Saturday, June 4, 2005

Quotable-icious



"...[T]here is no failing in writing, which is, after all, not really a test to be graded by others; which is, after all, a vocation/avocation of, and vacation from, externally defined Life." --Steve Tills (who's back at the Black Spring blog)

It's official: I'm an author



Friday, June 3, 2005

Spooky mojo



I will be sure to let you know (Dan) when books arrive, but I have just heard a wild tale of Texas weather that more than excuses the slight delay.

A riproaring gullywasher with a lightning whip, thunderous spurs and um hoof-sized hail galloped through Austin this week, zapping computers (via the cable connection, despite the surge protectors!), throwing trees at cars and spitting flames from household outlets for a distance of 2 ft.!

When Texas has weather, it has weather. The same storm is responsible for the lightning that set the Oasis restaurant ablaze, ripped the roof off an apartment complex in my hometown, and made a godawful mess of the purdy little city of Fredericksburg.

Property damage aside, the good folks are fine...and the spookies resting innocently in their boxes are not letting on that they'd anything to do with the storm.

So light a candle for the UPS man and have a slicker handy, because they're supposed to be shipped this way today.

Thursday, June 2, 2005

BEA kick-off party TONIGHT!



You don't have to be involved with the retail or industry sides of the bookworld to enjoy a good show...so here's the scoop on the Soft Skull/Broken Pencil BEA Kickoff Party:



Free stuff! Andy Friedman! Tennessee Jones! Derek McCormack! More!

Hope to see you there.

Wednesday, June 1, 2005

I am printing the first of the broadsides now...

& they are totally HOT!

Facing it



I don't know if this [what? feeling? complex? neurosis?] has anything to do with what Josh was saying yesterday, but Sunday was the first time I had been to "Ground Zero" since before September 11, 2001. And it was on accident, on my way to a wedding in Jersey, transferring to the Path train at the completely rebuilt WTC station (which I purposely avoided last time I went to Newark "Liberty" Airport even though it meant taking the very long way around).

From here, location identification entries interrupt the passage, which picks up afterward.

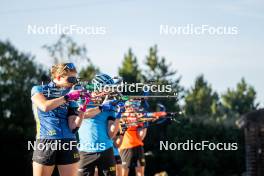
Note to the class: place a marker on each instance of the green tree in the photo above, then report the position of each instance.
(241, 99)
(200, 99)
(67, 50)
(129, 70)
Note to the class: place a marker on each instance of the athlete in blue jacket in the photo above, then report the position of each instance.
(95, 135)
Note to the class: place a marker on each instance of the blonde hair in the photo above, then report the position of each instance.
(61, 70)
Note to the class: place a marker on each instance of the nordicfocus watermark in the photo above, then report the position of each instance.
(60, 145)
(190, 145)
(191, 29)
(59, 29)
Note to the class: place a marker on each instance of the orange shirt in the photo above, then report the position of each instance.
(131, 139)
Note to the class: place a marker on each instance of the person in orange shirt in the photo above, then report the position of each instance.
(131, 148)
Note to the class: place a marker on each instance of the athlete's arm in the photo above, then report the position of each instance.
(113, 127)
(47, 105)
(142, 133)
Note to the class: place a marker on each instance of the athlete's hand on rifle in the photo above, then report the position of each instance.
(108, 106)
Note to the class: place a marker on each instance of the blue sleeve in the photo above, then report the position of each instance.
(36, 89)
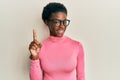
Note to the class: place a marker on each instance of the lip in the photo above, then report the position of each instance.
(60, 31)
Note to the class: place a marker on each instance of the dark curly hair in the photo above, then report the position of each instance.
(52, 7)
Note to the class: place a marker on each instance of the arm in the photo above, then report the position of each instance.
(80, 64)
(35, 70)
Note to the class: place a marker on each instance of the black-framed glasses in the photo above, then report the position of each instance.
(58, 23)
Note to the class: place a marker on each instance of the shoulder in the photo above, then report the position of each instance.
(75, 42)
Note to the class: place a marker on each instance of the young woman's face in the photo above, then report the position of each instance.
(57, 24)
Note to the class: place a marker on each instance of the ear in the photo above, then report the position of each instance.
(46, 22)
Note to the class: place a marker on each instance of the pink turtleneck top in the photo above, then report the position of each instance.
(59, 59)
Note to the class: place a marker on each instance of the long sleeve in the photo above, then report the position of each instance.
(35, 70)
(80, 64)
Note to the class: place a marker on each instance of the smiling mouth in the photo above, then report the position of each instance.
(60, 31)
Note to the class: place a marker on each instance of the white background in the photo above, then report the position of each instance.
(95, 23)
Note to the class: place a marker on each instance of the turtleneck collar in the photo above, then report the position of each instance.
(56, 39)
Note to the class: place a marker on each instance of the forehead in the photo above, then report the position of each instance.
(58, 15)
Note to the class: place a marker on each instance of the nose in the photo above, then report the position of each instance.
(62, 24)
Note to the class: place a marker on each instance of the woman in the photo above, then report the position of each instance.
(58, 57)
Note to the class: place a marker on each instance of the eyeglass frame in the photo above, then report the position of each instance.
(60, 22)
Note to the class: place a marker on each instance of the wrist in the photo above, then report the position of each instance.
(34, 57)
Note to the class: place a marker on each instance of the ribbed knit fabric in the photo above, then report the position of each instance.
(59, 59)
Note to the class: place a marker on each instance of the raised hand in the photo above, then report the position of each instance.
(34, 47)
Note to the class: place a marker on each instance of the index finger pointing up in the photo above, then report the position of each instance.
(34, 35)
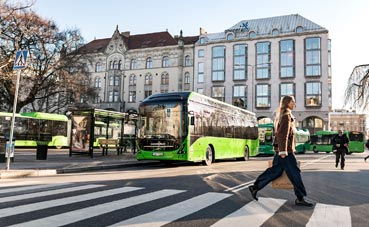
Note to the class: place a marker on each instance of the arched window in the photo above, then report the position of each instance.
(132, 80)
(165, 61)
(97, 82)
(148, 79)
(133, 64)
(299, 29)
(187, 78)
(115, 65)
(98, 67)
(165, 79)
(230, 36)
(275, 32)
(148, 63)
(187, 60)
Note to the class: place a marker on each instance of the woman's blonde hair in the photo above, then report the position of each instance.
(282, 109)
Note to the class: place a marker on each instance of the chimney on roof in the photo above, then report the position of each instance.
(126, 33)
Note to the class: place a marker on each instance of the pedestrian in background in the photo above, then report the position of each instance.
(284, 159)
(340, 141)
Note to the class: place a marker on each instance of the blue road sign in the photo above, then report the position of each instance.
(20, 60)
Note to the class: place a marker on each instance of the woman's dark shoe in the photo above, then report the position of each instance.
(302, 202)
(253, 191)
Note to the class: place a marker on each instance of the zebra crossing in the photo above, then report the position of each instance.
(19, 204)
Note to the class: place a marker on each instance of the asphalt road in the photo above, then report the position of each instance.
(190, 195)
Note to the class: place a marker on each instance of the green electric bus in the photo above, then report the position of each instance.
(29, 126)
(187, 126)
(266, 135)
(323, 141)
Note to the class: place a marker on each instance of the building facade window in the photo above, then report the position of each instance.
(148, 79)
(218, 93)
(133, 64)
(239, 96)
(287, 58)
(263, 95)
(132, 80)
(312, 57)
(149, 63)
(230, 36)
(218, 63)
(313, 94)
(263, 60)
(165, 79)
(252, 34)
(132, 96)
(165, 62)
(239, 61)
(200, 72)
(98, 67)
(329, 60)
(115, 65)
(286, 89)
(187, 60)
(200, 53)
(187, 79)
(97, 82)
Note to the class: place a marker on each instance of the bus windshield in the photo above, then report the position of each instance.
(161, 121)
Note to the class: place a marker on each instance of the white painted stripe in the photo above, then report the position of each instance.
(315, 161)
(30, 187)
(46, 193)
(11, 182)
(171, 213)
(330, 215)
(252, 214)
(89, 212)
(238, 186)
(241, 188)
(59, 202)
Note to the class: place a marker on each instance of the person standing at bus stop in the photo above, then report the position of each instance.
(340, 141)
(284, 159)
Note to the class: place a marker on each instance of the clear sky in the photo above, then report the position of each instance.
(346, 21)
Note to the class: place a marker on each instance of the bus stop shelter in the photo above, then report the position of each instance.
(90, 125)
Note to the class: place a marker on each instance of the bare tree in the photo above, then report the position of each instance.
(55, 75)
(357, 92)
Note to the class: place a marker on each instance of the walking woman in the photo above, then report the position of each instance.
(285, 157)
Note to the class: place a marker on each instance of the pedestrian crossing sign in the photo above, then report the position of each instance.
(20, 60)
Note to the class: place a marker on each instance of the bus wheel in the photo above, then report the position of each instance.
(246, 155)
(315, 150)
(209, 156)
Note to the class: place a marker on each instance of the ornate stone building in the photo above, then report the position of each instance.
(128, 68)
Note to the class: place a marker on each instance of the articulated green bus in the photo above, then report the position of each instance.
(266, 135)
(187, 126)
(29, 126)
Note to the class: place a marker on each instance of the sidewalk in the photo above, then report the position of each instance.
(59, 162)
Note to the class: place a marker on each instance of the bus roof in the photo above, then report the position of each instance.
(186, 95)
(45, 116)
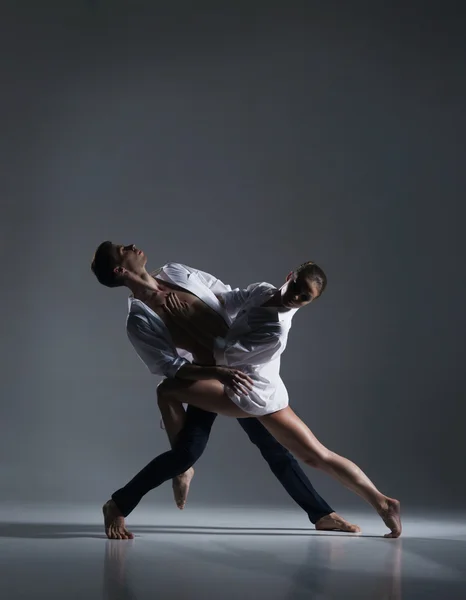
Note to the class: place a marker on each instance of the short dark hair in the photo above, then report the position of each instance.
(104, 263)
(314, 273)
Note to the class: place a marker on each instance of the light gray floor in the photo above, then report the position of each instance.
(229, 554)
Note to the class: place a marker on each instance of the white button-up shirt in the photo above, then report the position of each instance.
(253, 344)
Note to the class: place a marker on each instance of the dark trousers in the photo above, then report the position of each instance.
(190, 446)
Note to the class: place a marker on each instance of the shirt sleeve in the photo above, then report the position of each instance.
(254, 347)
(159, 356)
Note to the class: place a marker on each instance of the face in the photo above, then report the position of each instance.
(298, 291)
(130, 258)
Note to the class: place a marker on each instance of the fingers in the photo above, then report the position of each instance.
(175, 304)
(241, 383)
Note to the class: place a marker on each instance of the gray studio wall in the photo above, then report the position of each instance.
(241, 142)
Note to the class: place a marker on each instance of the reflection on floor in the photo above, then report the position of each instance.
(226, 554)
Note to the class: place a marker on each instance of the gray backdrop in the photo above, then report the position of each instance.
(241, 139)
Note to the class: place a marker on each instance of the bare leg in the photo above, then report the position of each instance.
(290, 431)
(114, 522)
(174, 417)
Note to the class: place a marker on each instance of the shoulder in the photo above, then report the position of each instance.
(260, 289)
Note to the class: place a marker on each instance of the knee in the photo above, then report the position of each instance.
(318, 459)
(188, 454)
(164, 390)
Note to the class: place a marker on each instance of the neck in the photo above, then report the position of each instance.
(276, 300)
(141, 283)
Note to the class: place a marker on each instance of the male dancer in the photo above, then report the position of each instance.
(150, 321)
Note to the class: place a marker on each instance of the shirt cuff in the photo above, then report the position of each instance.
(175, 366)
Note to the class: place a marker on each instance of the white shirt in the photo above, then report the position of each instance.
(253, 344)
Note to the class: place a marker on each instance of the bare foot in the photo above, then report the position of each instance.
(180, 486)
(390, 514)
(333, 522)
(115, 523)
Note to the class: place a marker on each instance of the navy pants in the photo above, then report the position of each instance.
(190, 446)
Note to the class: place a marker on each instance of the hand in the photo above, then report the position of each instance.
(178, 310)
(238, 381)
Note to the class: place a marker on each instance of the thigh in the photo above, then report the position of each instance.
(257, 432)
(288, 429)
(208, 395)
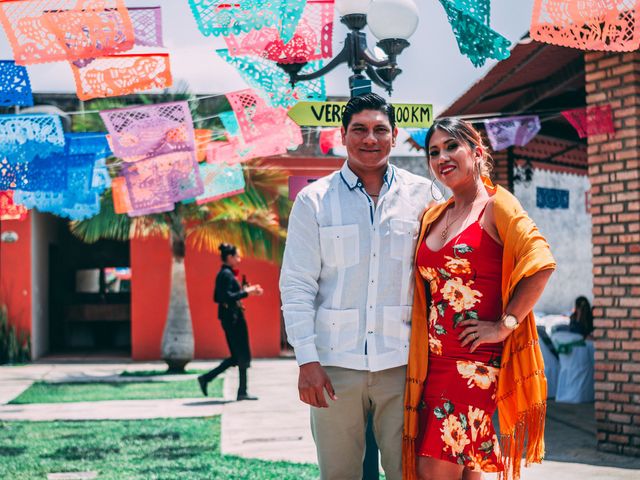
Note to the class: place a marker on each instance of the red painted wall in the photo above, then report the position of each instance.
(150, 284)
(151, 270)
(15, 273)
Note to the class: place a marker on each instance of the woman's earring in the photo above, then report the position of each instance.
(433, 181)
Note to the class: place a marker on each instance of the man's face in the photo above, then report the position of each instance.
(369, 139)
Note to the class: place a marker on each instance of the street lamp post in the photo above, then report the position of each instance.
(392, 22)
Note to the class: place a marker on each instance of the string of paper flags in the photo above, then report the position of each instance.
(112, 50)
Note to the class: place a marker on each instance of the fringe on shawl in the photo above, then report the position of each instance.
(409, 460)
(529, 428)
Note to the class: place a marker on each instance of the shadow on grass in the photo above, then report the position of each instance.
(152, 436)
(6, 451)
(74, 453)
(170, 452)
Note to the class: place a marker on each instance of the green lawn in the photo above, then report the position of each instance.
(159, 449)
(42, 392)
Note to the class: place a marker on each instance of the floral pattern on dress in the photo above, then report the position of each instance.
(468, 437)
(478, 374)
(461, 422)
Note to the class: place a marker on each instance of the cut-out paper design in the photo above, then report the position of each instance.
(41, 173)
(203, 139)
(312, 39)
(220, 181)
(268, 131)
(10, 210)
(469, 21)
(230, 123)
(15, 87)
(87, 142)
(120, 195)
(150, 130)
(266, 76)
(161, 180)
(230, 151)
(54, 30)
(222, 17)
(506, 132)
(122, 75)
(147, 26)
(122, 204)
(101, 180)
(25, 136)
(62, 205)
(552, 198)
(612, 25)
(590, 121)
(77, 201)
(329, 139)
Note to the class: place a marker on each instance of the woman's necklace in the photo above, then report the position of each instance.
(448, 223)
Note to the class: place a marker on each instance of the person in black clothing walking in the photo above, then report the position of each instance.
(228, 295)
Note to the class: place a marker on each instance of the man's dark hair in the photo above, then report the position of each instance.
(369, 101)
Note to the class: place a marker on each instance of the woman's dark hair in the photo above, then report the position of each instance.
(369, 101)
(227, 249)
(582, 317)
(464, 132)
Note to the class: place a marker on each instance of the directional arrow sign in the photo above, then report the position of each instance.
(329, 114)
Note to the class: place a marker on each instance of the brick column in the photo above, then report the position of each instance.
(614, 78)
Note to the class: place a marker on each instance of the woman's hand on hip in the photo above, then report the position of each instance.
(477, 332)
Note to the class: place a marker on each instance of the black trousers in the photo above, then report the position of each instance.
(237, 334)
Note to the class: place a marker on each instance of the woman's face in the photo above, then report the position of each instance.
(234, 260)
(453, 162)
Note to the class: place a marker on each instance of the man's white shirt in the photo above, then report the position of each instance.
(347, 274)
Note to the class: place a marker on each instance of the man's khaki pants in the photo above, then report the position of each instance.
(339, 431)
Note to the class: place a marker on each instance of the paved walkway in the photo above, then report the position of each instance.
(276, 427)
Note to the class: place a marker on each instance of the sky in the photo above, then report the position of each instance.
(434, 71)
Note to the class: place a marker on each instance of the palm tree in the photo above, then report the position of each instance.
(252, 220)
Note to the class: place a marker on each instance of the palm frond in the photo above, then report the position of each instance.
(107, 224)
(253, 229)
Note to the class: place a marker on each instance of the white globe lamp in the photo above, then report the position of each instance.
(393, 19)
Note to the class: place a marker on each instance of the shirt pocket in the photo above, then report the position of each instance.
(337, 330)
(340, 245)
(403, 238)
(396, 326)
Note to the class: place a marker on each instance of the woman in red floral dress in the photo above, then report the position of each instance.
(461, 261)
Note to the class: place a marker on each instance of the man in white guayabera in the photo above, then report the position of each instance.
(347, 288)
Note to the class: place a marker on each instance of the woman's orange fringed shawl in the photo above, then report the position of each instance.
(522, 387)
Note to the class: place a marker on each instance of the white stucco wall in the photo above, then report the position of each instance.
(44, 232)
(568, 232)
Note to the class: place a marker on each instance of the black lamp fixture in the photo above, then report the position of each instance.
(392, 22)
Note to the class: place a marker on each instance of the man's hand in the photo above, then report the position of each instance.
(312, 381)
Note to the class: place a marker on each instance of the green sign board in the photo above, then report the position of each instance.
(329, 114)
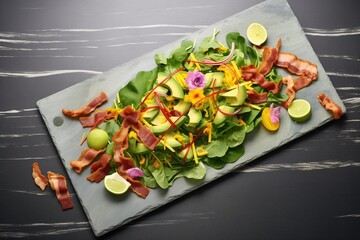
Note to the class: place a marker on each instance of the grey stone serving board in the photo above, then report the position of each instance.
(106, 211)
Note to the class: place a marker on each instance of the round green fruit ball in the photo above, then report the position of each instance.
(97, 139)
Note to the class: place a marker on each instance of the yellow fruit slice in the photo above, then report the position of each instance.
(266, 120)
(256, 34)
(116, 184)
(299, 110)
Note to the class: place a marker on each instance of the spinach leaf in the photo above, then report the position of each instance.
(217, 148)
(197, 172)
(135, 90)
(235, 136)
(159, 175)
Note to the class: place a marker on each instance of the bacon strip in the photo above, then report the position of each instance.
(288, 80)
(87, 156)
(249, 73)
(137, 187)
(88, 108)
(40, 180)
(330, 105)
(256, 97)
(100, 169)
(120, 138)
(58, 184)
(98, 116)
(307, 71)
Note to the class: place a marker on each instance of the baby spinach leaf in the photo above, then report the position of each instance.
(159, 175)
(235, 136)
(217, 148)
(134, 91)
(197, 172)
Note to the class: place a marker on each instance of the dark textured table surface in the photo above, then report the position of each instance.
(307, 189)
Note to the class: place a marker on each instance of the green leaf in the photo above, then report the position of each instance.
(160, 59)
(159, 175)
(135, 90)
(235, 136)
(217, 148)
(197, 172)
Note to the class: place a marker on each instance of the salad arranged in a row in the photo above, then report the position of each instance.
(193, 109)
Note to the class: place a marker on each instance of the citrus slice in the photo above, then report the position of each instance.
(266, 120)
(256, 34)
(116, 184)
(299, 110)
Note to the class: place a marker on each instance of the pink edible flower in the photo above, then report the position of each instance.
(195, 80)
(274, 113)
(135, 172)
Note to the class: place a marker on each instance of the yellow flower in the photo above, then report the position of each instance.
(196, 97)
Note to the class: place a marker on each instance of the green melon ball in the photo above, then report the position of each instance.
(97, 139)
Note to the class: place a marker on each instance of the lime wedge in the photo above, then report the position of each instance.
(299, 110)
(116, 184)
(266, 120)
(256, 34)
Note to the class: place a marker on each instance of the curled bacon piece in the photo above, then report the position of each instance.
(288, 80)
(98, 116)
(88, 108)
(40, 180)
(58, 184)
(137, 187)
(249, 73)
(87, 156)
(100, 169)
(256, 97)
(306, 70)
(330, 105)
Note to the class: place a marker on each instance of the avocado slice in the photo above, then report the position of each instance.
(171, 84)
(182, 106)
(220, 117)
(171, 141)
(159, 129)
(140, 148)
(189, 156)
(195, 117)
(236, 96)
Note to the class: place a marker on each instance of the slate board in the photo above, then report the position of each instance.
(106, 211)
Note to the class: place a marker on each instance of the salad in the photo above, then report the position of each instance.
(193, 109)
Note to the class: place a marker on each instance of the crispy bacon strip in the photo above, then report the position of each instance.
(58, 184)
(88, 108)
(121, 144)
(330, 105)
(87, 156)
(137, 187)
(98, 116)
(307, 71)
(100, 169)
(256, 97)
(297, 66)
(288, 80)
(249, 73)
(40, 180)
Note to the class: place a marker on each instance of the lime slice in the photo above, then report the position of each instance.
(266, 120)
(116, 184)
(299, 110)
(256, 33)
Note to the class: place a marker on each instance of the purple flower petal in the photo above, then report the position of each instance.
(274, 113)
(135, 172)
(195, 80)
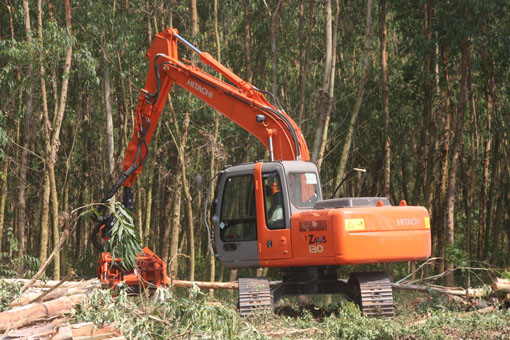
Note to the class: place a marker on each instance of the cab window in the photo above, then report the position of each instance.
(303, 189)
(238, 214)
(273, 201)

From the station you can see the...well...the hole in the ground where the buildings once stood, through open meshwork panels with NYCentric slogans printed on them. You are in the fucking hole. The station is beautiful and clean and it is even sunny, airy, fresh feeling. People are snapping photos, taking video.

It hadn't occurred to me that I would be there. I stopped moving. I moved when I found the escalator beneath me. I cried. I couldn't help it. I sniffled up quickly and stood on the platform joking till the train came. I boarded the train and sat with my back to the hole. We pulled out of the station. I breathed.

On September 11, 2001 we were living in Long Island City, Queens, near the East River, with a stunning view from our kitchen of the Empire State Building and half-way down the length of Manhattan. From the waterfront park a couple of blocks away we could see all of the island. We'd been in the neighborhood a little more than a week. That's where I was standing, on Pier 4, when the towers fell and for a long time before that watching them smoulder. Crumple. First one. Then the other. No TV screen between me and it. I heard it. Smelled it. Got it in my eyes. A woman fell to her knees next to me and nobody moved to help her. We moved back to Brooklyn a few months later. I didn't want to look anymore.

I just wasn't ready to see it. I don't know if I'll ever be ready.

Can't write it either. Can hardly read it.

Ooh ooh...Oulipo!





People, you MUST have this book. Finally, the revised and updated edition of the Oulipo Compendium, edited by Harry Mathews & Alastair Brotchie is being released by Atlas Press. Click here for the details and preorder your very own for a discount!

I have the earlier out-of-print edition of this book and have photocopied it and loaned it to death. I may just order 5 right now for gifts.

What else can I say? You have no choice. Obey the Oulipo.